Yurdumdan binlerce kilometre uzakta yaşadığım Kuzey Amerika'da bir "kurdele" geleneği var... Soma'da 301 madencimizi kaybettiğimizde kimimizin sosyal medyada paylaştığı "siyah kurdeleler", kanserle ilgili kampanyalardaki "pembe kurdeleler" bu alışkanlığın sosyal medya'dan Türkiye'ye yansımaları... Binlerce kilometre öteden önce Suruç'ta yitirdiğimiz pırıl pırıl gençlerin, sonra Adıyaman'da şehit olan askerimizin, evlerinde hain bir saldırıda ölen polislerimizin haberlerini okuyunca, bir kaç hafta önce yaşadığım kentte görevi başında bir genç polis öldürüldüğünde bütün kentin nasıl tek yürek olduğu geldi aklıma. Polis teşkilatının "mavi" renkleri hatırına, polisinin yanında olduğunu göstermek için bütün kenti, elektrik direklerinden, refüjlere, balkonlara her yeri mavi kurdelelerle donattı Edmonton'lular... tabii ki bir de bir sosyal medya kampanyası ile bizim de katkımız olsun diyerek ölen polisin ailesi için bir kaç günde 200,000 dolara yakın bağış topladılar. Zaten kutuplaştığımız, kutuplaştırıldığımız bir Türkiye'de, her yeni protesto gösterisinin belki de başka ölümlere sebep verme ihtimali olan bugünlerde hem İSYANINI HAYKIRMAK, hem TERÖRÜN HER TÜRLÜSÜNÜ KINIYORUM DEMEK, hem de benim gibi düşünsün, düşünmesin, birilerinin Türkiye ile ilgili kirli oyunlarına bilerek ya da bilmeyerek alet olsunlar ya da olmasınlar BARIŞ İÇİN YETER Kİ OYUNCAKLARLA DÜŞSÜN BİR AVUÇ İDEALİST GENÇ YOLLARA, ONLARDAN ZARAR GELMEZ BU ÜLKEYE DEMEK isteyen herkesi mavi-beyaz kurdelelerle Türkiye'yi donatmaya davet edeyim dedim... Mavi kurdeleler, emniyet teşkilatının laciverdi için... Hiç bir polis, üstelik de böyle gencecik memurlar hiç bir koşulda ve gerekçeyle böyle bir infazı hakedemezler diye HAYKIRMAK için. Beyaz kurdeleler ise, beyaz renk barışı temsil ettiği için, ellerinde silahlarla değil oyuncaklarla mesaj vermek isteyen gençlerin de asla ve asla ölmeyi haketmediklerini HAYKIRMAK için... Nasrettin Hoca'nın göle yoğurt çalması ve "Ya, tutarsa!" demesi misali bir romantik çırpınış benimki... Belki solculuğumuzu, ülkücülüğümüzü, sünniliğimizi, aleviliğimizi, AKP'li, CHP'li, MHP'li, ya da HDP'li oluşumuzu bir kaç günlüğüne bir kenara bırakıp MAVİ ve BEYAZ kurdelelerle donatabilsek yurdun dört bir yanını, KIRMIZI-BEYAZ bayrağımızın (şimdi tüm renkleri ve çeşitliği ile) kucakladığı bir Türkiye olmak adına çok güçlü bir mesaj verebiliriz TERÖRÜN VE ŞİDDETİN HER TÜRLÜSÜNDEN MEDET UMANLARA...
Mavi-Beyaz Kurdele, Kırmızı-Beyaz Türkiye... YA TUTARSA!
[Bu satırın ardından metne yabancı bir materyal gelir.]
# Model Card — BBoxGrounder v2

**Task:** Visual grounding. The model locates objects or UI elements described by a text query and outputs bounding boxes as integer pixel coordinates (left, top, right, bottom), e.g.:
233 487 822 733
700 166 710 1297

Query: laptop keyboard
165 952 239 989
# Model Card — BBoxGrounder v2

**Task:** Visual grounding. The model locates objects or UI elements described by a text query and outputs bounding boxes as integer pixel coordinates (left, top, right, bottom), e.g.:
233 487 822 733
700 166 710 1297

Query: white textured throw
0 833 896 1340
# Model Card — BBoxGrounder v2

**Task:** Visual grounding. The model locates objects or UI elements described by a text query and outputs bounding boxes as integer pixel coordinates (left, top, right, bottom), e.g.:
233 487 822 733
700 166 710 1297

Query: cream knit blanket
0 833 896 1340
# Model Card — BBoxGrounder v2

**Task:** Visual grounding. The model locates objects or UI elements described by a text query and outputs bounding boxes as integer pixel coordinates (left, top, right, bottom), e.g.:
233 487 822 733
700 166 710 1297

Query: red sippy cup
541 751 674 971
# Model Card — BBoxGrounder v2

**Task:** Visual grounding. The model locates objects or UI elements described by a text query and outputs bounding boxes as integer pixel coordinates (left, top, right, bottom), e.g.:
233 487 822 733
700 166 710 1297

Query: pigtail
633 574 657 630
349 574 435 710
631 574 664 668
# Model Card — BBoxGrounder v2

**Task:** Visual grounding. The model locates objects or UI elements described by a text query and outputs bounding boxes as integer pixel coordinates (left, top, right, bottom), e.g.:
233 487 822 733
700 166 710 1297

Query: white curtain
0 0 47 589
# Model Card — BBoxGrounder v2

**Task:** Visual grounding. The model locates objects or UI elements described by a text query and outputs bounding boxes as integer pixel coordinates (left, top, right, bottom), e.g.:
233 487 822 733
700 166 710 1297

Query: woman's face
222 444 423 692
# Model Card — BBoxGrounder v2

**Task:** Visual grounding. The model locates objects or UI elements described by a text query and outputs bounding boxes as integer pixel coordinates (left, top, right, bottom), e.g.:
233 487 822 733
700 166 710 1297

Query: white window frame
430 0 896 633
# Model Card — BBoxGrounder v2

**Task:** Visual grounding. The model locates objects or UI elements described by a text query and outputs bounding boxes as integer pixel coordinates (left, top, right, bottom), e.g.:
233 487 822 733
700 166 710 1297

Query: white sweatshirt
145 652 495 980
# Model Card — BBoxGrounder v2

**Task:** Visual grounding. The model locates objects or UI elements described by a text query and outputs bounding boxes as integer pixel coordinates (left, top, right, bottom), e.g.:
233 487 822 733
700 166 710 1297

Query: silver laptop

Facebook'tan paylaşım yapınca, bir de KAMPANYA GENEL MERKEZİ yapmak farz oldu... Ola ki duyarsanız bu romantik çağrımı, çocukça ve ve nasılsa işe yaramaz bulmayıp da siz de mavi ve beyaz kurdelelerle donatmaya karar verirseniz etrafınızı fotoğrafını çekip senols137279@gmail.com adresine ya da twitter'dan @Fatos_CokGezen'e gönderirseniz bu sayfadan paylaşacağım gelen fotoğrafları... 

Eh, hadi hayırlısı ve de dedim ya.... Ya, Tutarsa!


Tuesday, 20 January 2015

Ekonomi Performansına bir de "tek başına iktidar" penceresinden bakalım!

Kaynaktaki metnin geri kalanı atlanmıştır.